A client starts an LDAP session by connecting to an LDAP server, called a Directory System Agent (DSA), by default on TCP and UDP port 389, or on port 636 for LDAPS. Global Catalog is available by default on ports 3268, and 3269 for LDAPS. The client then sends an operation request to the server, and the server sends responses in return.

The client may request the following operations:

StartTLS – use the LDAPv3 Transport Layer Security (TLS) extension for a secure connection

Question No: 939 – (Topic 5)

A security administrator has been tasked to ensure access to all network equipment is controlled by a central server such as TACACS . This type of implementation supports which of the following risk mitigation strategies?

  1. User rights and permissions review

  2. Change management

  3. Data loss prevention

  4. Implement procedures to prevent data theft

Answer: A Explanation:

Terminal Access Controller Access-Control System (TACACS, and variations like XTACACS and TACACS ) is a client/server-oriented environment, and it operates in a manner similar to RADIUS. Furthermore TACACS allows for credential to be accepted from multiple methods. Thus you can perform user rights and permission reviews with TACACS .

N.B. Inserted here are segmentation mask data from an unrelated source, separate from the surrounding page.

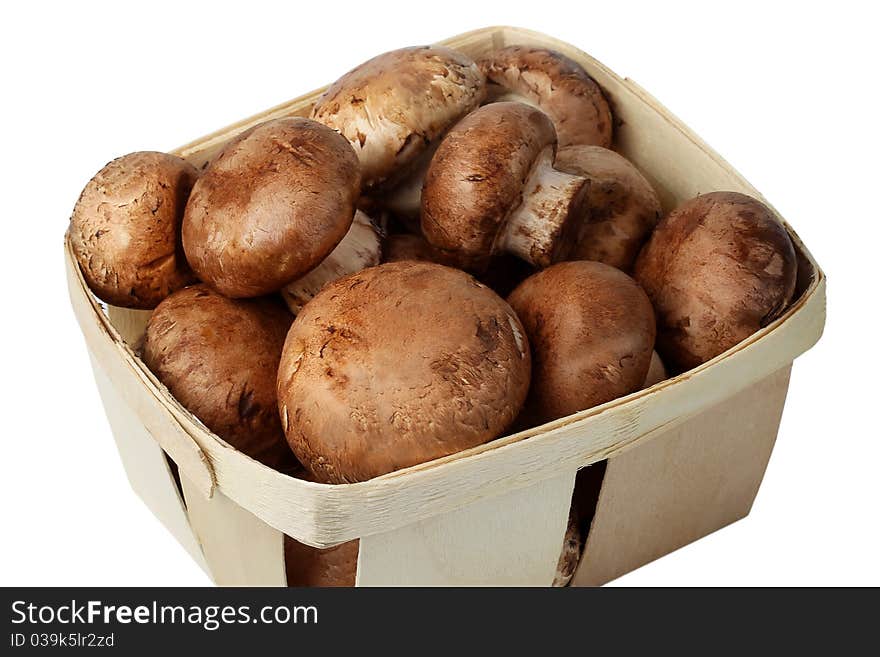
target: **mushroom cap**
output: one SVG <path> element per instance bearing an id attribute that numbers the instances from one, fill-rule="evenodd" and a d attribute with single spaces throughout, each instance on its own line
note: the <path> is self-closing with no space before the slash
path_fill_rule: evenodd
<path id="1" fill-rule="evenodd" d="M 635 277 L 657 311 L 657 351 L 683 372 L 782 314 L 794 294 L 797 257 L 770 208 L 738 192 L 711 192 L 660 221 Z"/>
<path id="2" fill-rule="evenodd" d="M 529 385 L 522 325 L 462 271 L 424 262 L 325 287 L 284 344 L 287 440 L 322 481 L 364 481 L 492 440 Z"/>
<path id="3" fill-rule="evenodd" d="M 485 79 L 442 46 L 392 50 L 352 69 L 318 99 L 312 118 L 338 130 L 361 162 L 364 187 L 397 178 L 449 126 L 477 107 Z"/>
<path id="4" fill-rule="evenodd" d="M 186 257 L 228 297 L 275 292 L 333 251 L 359 190 L 357 157 L 336 132 L 299 117 L 261 123 L 226 144 L 193 187 Z"/>
<path id="5" fill-rule="evenodd" d="M 83 277 L 100 299 L 150 309 L 193 281 L 180 222 L 198 177 L 179 157 L 138 152 L 113 160 L 88 182 L 69 234 Z"/>
<path id="6" fill-rule="evenodd" d="M 576 144 L 611 147 L 611 108 L 602 89 L 584 68 L 546 48 L 508 46 L 478 62 L 489 97 L 505 92 L 540 107 L 553 120 L 559 147 Z"/>
<path id="7" fill-rule="evenodd" d="M 166 298 L 150 317 L 144 362 L 208 429 L 269 467 L 295 463 L 275 377 L 292 316 L 276 299 L 227 299 L 206 285 Z"/>
<path id="8" fill-rule="evenodd" d="M 640 390 L 654 348 L 647 295 L 619 269 L 562 262 L 508 298 L 532 346 L 532 385 L 518 426 L 535 426 Z"/>
<path id="9" fill-rule="evenodd" d="M 360 541 L 320 549 L 284 537 L 288 586 L 354 586 Z"/>
<path id="10" fill-rule="evenodd" d="M 601 146 L 560 148 L 556 167 L 590 181 L 588 221 L 570 258 L 631 271 L 660 220 L 660 199 L 651 183 L 625 157 Z"/>
<path id="11" fill-rule="evenodd" d="M 428 167 L 422 232 L 435 247 L 480 260 L 522 201 L 536 159 L 554 147 L 553 123 L 524 103 L 492 103 L 449 131 Z"/>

Question No: 940 – (Topic 5)

A security administrator must implement a system that will support and enforce the following file system access control model:

FILE NAMESECURITY LABEL

Employees.docConfidential Salary.xlsConfidential OfficePhones.xlsUnclassified PersonalPhones.xlsRestricted

Which of the following should the security administrator implement?

  1. White and black listing

  2. SCADA system

  3. Trusted OS

  4. Version control

Answer: C Explanation:

A trusted operating system (TOS) is any operating system that meets the government’s requirements for security. Trusted OS uses a form of Mandatory access control called Multi-Level Security.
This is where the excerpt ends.